Florian Roth edited this page Oct 13, 2022 · 10 revisions

Rule Creation

Sigma is a very flexible standard with many optional fields. This guide will help you create a Sigma rule that aligns with the other community rules in our repository.

Rule Template

The best way is to use an existing rule that gets close to what you plan like to write.

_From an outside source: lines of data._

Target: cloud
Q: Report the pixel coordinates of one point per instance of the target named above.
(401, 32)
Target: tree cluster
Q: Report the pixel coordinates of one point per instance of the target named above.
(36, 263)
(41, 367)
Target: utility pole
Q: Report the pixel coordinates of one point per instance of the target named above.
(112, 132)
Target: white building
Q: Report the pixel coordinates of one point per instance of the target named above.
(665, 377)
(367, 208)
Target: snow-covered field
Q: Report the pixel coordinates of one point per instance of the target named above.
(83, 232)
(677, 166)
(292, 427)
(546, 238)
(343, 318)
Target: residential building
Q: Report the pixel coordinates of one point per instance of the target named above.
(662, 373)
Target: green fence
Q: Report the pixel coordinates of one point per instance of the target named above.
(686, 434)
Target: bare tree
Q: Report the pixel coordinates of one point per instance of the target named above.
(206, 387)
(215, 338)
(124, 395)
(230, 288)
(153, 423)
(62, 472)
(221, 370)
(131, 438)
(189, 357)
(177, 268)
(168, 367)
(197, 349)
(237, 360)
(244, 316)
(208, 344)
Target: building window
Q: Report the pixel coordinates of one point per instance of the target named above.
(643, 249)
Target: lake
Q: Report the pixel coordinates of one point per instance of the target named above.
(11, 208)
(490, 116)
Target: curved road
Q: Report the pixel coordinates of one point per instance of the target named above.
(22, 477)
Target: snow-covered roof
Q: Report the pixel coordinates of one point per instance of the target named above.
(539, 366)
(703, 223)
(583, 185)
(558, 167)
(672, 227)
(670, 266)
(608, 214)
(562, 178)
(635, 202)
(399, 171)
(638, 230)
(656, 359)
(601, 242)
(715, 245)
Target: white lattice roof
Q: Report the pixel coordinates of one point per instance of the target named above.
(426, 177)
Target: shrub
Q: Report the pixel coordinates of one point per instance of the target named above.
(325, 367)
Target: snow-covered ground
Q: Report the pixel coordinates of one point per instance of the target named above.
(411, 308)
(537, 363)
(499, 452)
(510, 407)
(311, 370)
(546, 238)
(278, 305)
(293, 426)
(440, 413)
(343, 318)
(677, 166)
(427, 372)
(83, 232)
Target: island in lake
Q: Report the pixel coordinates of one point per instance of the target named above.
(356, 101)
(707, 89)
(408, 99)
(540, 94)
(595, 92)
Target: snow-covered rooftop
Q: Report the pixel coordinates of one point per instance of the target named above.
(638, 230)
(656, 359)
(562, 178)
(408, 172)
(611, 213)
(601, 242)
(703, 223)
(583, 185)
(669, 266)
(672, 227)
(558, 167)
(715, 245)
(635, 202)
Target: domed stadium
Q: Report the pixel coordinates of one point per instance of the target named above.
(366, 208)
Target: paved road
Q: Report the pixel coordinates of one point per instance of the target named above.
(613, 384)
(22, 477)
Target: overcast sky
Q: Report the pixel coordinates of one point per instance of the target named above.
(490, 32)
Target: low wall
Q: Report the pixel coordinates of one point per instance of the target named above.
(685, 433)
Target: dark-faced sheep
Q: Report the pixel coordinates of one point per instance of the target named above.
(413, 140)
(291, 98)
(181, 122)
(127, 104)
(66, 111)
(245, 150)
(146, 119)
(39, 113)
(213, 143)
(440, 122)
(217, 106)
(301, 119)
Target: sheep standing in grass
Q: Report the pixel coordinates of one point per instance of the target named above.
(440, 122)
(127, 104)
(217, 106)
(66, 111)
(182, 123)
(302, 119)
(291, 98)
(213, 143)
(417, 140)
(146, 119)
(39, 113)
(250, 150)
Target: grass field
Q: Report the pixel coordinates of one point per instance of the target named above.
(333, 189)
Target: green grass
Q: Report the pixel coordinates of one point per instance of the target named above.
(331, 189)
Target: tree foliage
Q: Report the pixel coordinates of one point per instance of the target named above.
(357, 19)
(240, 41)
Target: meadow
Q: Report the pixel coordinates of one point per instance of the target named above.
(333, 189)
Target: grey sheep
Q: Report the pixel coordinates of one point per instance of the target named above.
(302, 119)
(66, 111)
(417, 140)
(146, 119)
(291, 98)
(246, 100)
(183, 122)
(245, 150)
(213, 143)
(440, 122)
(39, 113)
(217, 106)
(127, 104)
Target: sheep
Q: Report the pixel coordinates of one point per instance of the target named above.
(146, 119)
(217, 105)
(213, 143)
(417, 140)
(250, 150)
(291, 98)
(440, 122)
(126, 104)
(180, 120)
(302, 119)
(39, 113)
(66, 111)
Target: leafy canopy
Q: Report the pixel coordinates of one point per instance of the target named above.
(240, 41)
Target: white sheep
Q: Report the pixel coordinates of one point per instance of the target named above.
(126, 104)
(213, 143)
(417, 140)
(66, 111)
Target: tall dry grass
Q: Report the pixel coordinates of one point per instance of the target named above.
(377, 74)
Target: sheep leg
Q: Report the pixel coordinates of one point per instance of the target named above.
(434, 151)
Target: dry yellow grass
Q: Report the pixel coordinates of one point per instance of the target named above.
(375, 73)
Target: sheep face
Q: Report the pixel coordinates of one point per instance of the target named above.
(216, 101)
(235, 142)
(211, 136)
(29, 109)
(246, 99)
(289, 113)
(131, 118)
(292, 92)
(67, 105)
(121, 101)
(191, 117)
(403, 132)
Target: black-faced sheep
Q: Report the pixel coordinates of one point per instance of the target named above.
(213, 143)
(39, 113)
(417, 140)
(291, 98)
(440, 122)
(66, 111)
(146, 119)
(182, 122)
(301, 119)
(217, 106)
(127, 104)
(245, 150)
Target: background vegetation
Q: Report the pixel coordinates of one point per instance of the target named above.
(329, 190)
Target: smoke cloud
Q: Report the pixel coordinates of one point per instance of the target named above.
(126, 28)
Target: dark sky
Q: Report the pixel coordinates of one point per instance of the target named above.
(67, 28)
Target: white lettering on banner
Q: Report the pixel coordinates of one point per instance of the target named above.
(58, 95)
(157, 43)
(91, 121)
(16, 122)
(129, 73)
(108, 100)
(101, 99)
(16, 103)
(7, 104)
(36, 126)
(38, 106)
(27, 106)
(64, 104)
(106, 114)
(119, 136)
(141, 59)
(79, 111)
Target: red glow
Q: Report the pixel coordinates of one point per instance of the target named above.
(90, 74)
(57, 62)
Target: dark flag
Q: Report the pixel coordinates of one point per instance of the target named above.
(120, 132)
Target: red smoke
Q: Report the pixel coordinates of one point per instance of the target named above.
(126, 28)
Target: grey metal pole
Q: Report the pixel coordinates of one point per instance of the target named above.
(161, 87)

Make sure that the following fields are set in a rule that you would like to push to our public repository:

title: a short capitalised title with less than 50 characters
id: generate one here https://www.uuidgenerator.net/version4
status: experimental
description: A description of what your rule is meant to detect 
references:
    - A list of all references that can help a reader or analyst understand the meaning of a triggered rule
tags:
    - attack.execution  # example MITRE ATT&CK category
    - attack.t1059      # example MITRE ATT&CK technique id
    - car.2014-04-003   # example CAR id
author: Michael Haag, Florian Roth, Markus Neis  # example, a list of authors
date: 2018/04/06  # Rule date
logsource:                      # important for the field mapping in predefined or your additional config files
    category: process_creation  # In this example we choose the category 'process_creation'
    product: windows            # the respective product
detection:
    selection:
        FieldName: 'StringValue'
        FieldName: IntegerValue
        FieldName|modifier: 'Value'
    condition: selection
fields:
    - fields in the log source that are important to investigate further
falsepositives:
    - describe possible false positive conditions to help the analysts in their investigation
level: one of five levels (informational, low, medium, high, critical)

Common Pitfalls

Title

  • Don't use a prefix in the title like "Detects .."
  • Use a short title with less than 50 characters as an alert name
  • Save any explanation for the description
  • Use title casing (e.g. 'Suspicious PowerShell CommandLine' and not 'Suspicious powershell commandline')

Bad Examples:

  • Detects a process execution in a Windows folder that shouldn't contain executables (unnecessary prefix, too long, all lower case, contains an explanation)
  • Detects process injection (unnecessary prefix, too general, lower case first characters)

Good Examples:

  • Process Injection Using Iexplore.exe
  • Suspicious PowerShell Cmdline with JAB
  • Certutil Lolbin Decode Use

ID

No known pitfalls. We use the optional field id in our repo to provide a unique identifier that never changes, while all other field values of that rule could change over time. You can simply create an ID in form of an UUID on this web page.

Status

Every new rule has the status of experimental. It gets the status test after months of productive use and without any negative feedback from the community. After ~1 year of use without significant modifications apart from filters, we classify a rules as stable.

Description

The best descriptions start with Detects .... Please don't just use the selected title. Try to describe as good as possible what it means if that rule triggers. Analysts that see such a rule trigger should get a good understanding what a match could possibly indicate.

Bad examples:

  • Rule detects w3wp.exe spawn bitsadmin.exe
  • New whoami process start

Good examples:

  • Detects a suspicious Background Transmission Service execution by the IIS web server service
  • Detects the execution of whoami, which could be part of administrative activity but is also often used by attackers that have exploited some local privilege escalation or remote code execution vulnerability. The command whoami reveals the current user context. Administrators usually know which user they've used to login. Attackers usually need to evaluate the user context after successful exploitation.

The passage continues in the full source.